Many facilities also will offer an in-house cafeteria on the lower floors with hot meals and sandwiches. Even smaller institutions may offer meals during limited hours. Gift shops where fresh or silk flowers, balloons, cards, and other items can be bought are also common.

Remember that waiting rooms are to be shared. It's likely that families will share the facilities with others so remember to be patient and polite. Don't abuse telephone privileges by hogging the phone - others may need to use it. Keep television volumes at acceptable levels - the sound may be grating to worried family members and could carry down adjacent hallways to bother patients. If seating space is limited, suggest that some family members visit the cafeteria, seek out another waiting room, or take time to visit the chapel if one is on site.
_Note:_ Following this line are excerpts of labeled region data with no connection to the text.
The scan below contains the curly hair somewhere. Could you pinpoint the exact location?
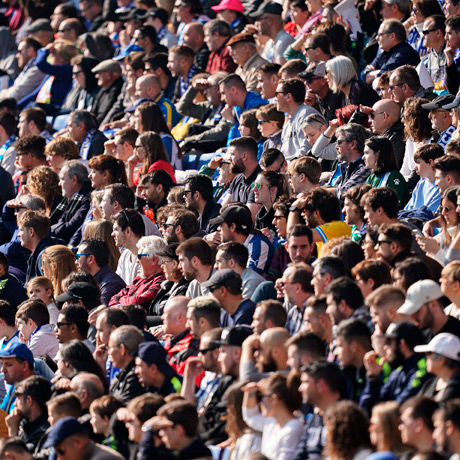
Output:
[27,166,61,214]
[324,401,371,460]
[404,97,432,142]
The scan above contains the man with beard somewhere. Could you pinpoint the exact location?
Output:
[184,174,221,233]
[5,375,51,450]
[203,268,256,327]
[176,238,214,299]
[240,327,290,381]
[359,321,432,414]
[222,136,262,218]
[398,280,460,341]
[276,262,314,335]
[433,399,460,460]
[293,360,342,460]
[139,169,174,221]
[159,206,200,244]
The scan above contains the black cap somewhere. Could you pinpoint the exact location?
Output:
[56,281,100,305]
[383,321,426,350]
[422,94,455,110]
[209,204,252,229]
[157,243,179,262]
[201,268,242,290]
[250,2,283,18]
[212,326,252,347]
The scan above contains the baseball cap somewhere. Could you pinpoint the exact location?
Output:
[43,417,86,447]
[299,61,326,80]
[398,280,443,315]
[26,18,54,33]
[56,281,99,305]
[227,32,256,46]
[251,2,283,18]
[209,205,252,232]
[414,332,460,361]
[212,326,252,347]
[211,0,244,13]
[0,342,34,365]
[91,59,121,73]
[137,342,174,375]
[422,94,455,110]
[201,268,242,289]
[125,97,153,112]
[383,321,426,349]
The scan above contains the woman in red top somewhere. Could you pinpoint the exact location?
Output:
[128,131,177,185]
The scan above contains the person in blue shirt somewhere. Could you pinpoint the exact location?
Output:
[404,144,444,214]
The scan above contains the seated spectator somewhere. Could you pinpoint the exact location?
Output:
[27,276,59,324]
[75,238,126,305]
[404,144,444,214]
[109,236,166,311]
[51,160,91,248]
[363,136,408,206]
[16,299,59,359]
[5,375,51,450]
[67,109,107,160]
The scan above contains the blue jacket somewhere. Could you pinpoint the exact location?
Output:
[359,353,432,414]
[35,48,72,106]
[227,91,268,145]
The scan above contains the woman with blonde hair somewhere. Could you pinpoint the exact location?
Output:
[45,137,80,174]
[27,276,59,324]
[42,244,77,297]
[27,166,64,225]
[369,401,406,456]
[83,219,120,271]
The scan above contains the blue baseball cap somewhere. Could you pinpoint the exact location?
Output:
[0,342,34,366]
[43,417,86,447]
[114,44,144,61]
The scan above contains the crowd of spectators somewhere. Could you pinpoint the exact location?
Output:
[0,0,460,460]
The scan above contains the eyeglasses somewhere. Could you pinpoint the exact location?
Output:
[422,27,439,35]
[75,252,92,260]
[251,182,270,190]
[371,112,386,120]
[388,83,405,91]
[198,346,219,355]
[257,120,278,125]
[56,323,75,329]
[375,240,393,246]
Hospitals are quiet zones so use low voices and avoid wearing anything but soft soled footwear. Bring as little as possible along - a book if it helps to pass the time, or a crossword puzzle - but don't spread a project over common surfaces. Don't carry a large amount of items into the facility. It makes for more to keep track of later and items left may unfortunately be lost or even stolen. Don't bring large amounts of money along or valuables. Remove any valuables (including wedding rings, watches, money, billfolds, or other items) from the patient upon admission.
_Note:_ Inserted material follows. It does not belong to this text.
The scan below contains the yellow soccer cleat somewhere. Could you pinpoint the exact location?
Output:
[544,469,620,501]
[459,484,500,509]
Although most facilities allow beverages into waiting areas, ask to make certain. Some areas - such as emergency - may forbid any food or drink. Don't carry meals into the waiting areas but visit the in-house cafeteria or snack bar or leave the building to grab a bite. Never bring food or drink into a patient room without checking with nursing staff to make sure it is allowed. By the same token, don't offer a patient food or drink unless it has been approved by someone in authority, preferably the doctor.